Question

Two concentric circles are of radii 5 cm and 3 cm. Find the length of the chord of the larger circle which touches the smaller circle.

Answer 1

Let the two concentric circles be centered at point O. And let PQ be the chord of the larger circle which touches the smaller circle at point A. Therefore, PQ is tangent to the smaller circle.

OA ⊥ PQ            ...(As OA is the radius of the circle)

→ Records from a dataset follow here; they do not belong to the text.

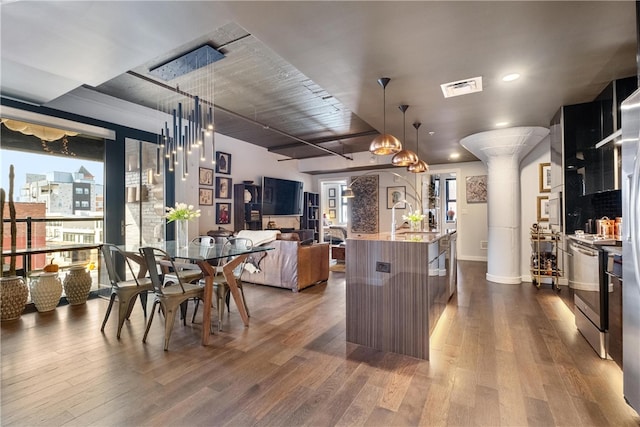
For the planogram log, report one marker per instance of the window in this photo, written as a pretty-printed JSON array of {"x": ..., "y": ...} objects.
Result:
[{"x": 450, "y": 202}]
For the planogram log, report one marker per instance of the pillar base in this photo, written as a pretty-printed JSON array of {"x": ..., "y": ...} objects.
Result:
[{"x": 503, "y": 280}]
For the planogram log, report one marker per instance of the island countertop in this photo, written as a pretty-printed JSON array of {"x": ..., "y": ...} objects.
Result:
[{"x": 396, "y": 289}]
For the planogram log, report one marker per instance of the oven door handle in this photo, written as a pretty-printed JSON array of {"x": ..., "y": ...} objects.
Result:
[{"x": 584, "y": 251}]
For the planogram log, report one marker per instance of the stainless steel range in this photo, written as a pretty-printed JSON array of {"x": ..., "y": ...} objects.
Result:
[{"x": 591, "y": 289}]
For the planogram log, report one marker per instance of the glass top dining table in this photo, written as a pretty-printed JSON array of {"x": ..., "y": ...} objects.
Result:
[{"x": 207, "y": 258}]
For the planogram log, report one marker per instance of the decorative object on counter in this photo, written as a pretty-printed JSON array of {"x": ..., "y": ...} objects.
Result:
[
  {"x": 477, "y": 189},
  {"x": 543, "y": 208},
  {"x": 605, "y": 226},
  {"x": 181, "y": 214},
  {"x": 223, "y": 163},
  {"x": 77, "y": 285},
  {"x": 14, "y": 291},
  {"x": 46, "y": 289},
  {"x": 544, "y": 177},
  {"x": 415, "y": 220}
]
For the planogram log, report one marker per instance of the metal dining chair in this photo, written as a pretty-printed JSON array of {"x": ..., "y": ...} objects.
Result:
[
  {"x": 125, "y": 290},
  {"x": 220, "y": 285},
  {"x": 169, "y": 298},
  {"x": 187, "y": 272}
]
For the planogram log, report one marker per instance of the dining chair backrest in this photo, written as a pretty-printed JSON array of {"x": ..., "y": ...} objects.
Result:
[
  {"x": 113, "y": 256},
  {"x": 155, "y": 260}
]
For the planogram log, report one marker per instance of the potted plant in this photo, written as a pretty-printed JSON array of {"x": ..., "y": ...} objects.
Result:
[{"x": 13, "y": 289}]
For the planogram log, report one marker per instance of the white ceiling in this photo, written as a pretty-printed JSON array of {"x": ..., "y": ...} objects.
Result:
[{"x": 566, "y": 53}]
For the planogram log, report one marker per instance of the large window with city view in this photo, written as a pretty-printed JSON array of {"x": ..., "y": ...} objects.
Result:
[{"x": 58, "y": 190}]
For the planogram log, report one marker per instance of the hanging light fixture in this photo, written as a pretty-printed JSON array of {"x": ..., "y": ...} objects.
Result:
[
  {"x": 404, "y": 157},
  {"x": 420, "y": 166},
  {"x": 192, "y": 118},
  {"x": 384, "y": 144}
]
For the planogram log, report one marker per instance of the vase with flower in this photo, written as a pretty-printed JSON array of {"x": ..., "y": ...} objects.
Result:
[
  {"x": 181, "y": 214},
  {"x": 415, "y": 220}
]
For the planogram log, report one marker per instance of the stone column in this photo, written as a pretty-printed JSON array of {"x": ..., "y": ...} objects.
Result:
[{"x": 501, "y": 150}]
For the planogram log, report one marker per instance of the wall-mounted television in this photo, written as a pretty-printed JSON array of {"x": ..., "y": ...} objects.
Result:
[{"x": 281, "y": 196}]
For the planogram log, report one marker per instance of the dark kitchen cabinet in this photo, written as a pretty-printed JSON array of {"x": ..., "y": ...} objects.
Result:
[
  {"x": 247, "y": 213},
  {"x": 589, "y": 162}
]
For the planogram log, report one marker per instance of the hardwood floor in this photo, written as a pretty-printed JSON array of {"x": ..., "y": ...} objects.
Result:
[{"x": 501, "y": 355}]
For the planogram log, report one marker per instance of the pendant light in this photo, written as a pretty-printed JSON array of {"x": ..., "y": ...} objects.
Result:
[
  {"x": 404, "y": 157},
  {"x": 384, "y": 144},
  {"x": 421, "y": 166}
]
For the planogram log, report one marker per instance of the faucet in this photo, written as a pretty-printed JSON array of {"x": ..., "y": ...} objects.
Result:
[{"x": 393, "y": 216}]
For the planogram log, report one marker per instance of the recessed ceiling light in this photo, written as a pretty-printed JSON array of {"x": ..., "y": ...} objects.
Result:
[
  {"x": 511, "y": 77},
  {"x": 462, "y": 87}
]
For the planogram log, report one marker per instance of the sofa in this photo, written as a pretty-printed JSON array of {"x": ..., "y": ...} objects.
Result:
[{"x": 289, "y": 265}]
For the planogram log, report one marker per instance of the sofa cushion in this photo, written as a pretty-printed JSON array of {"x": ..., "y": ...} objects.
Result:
[{"x": 259, "y": 237}]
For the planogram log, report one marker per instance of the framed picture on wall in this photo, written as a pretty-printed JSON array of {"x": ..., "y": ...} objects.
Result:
[
  {"x": 477, "y": 189},
  {"x": 206, "y": 176},
  {"x": 223, "y": 163},
  {"x": 206, "y": 196},
  {"x": 395, "y": 195},
  {"x": 223, "y": 213},
  {"x": 223, "y": 188},
  {"x": 543, "y": 208},
  {"x": 544, "y": 177}
]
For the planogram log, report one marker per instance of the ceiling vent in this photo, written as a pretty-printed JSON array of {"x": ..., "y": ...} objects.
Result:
[
  {"x": 190, "y": 61},
  {"x": 462, "y": 87}
]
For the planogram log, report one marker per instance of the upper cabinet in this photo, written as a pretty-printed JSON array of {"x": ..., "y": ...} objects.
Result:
[
  {"x": 589, "y": 142},
  {"x": 585, "y": 150}
]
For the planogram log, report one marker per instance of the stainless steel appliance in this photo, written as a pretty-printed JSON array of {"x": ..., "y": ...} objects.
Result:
[
  {"x": 631, "y": 249},
  {"x": 614, "y": 307}
]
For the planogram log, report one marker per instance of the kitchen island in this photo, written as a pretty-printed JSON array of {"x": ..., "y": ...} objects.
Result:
[{"x": 397, "y": 288}]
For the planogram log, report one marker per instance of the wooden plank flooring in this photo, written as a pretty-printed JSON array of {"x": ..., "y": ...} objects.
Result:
[{"x": 501, "y": 355}]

Applying Pythagoras theorem in ΔOAP, we obtain

OA² + AP² = OP²

3² + AP² = 5²

9 + AP² = 25

AP² = 16

AP = 4

In ΔOPQ,

Since OA ⊥ PQ,

AP = AQ                ...(Perpendicular from the center of the circle bisects the chord)

∴ PQ = 2AP

= 2 × 4

= 8

Therefore, the length of the chord of the larger circle is 8 cm.

Answer 2

Let O be the centre of the two concentric circles of radii 5 cm and 3 cm, respectively. Let AB be a chord of the larger circle touching the smaller circle at P.

Then, AP = PB and OP ⊥ AB

Applying Pythagoras theorem in ΔOPA, we have

OA² = OP² + AP²

⇒ 25 = 9 + AP²

⇒ AP² = 16

⇒ AP = 4 cm

∴ AB = 2AP

= 8 cm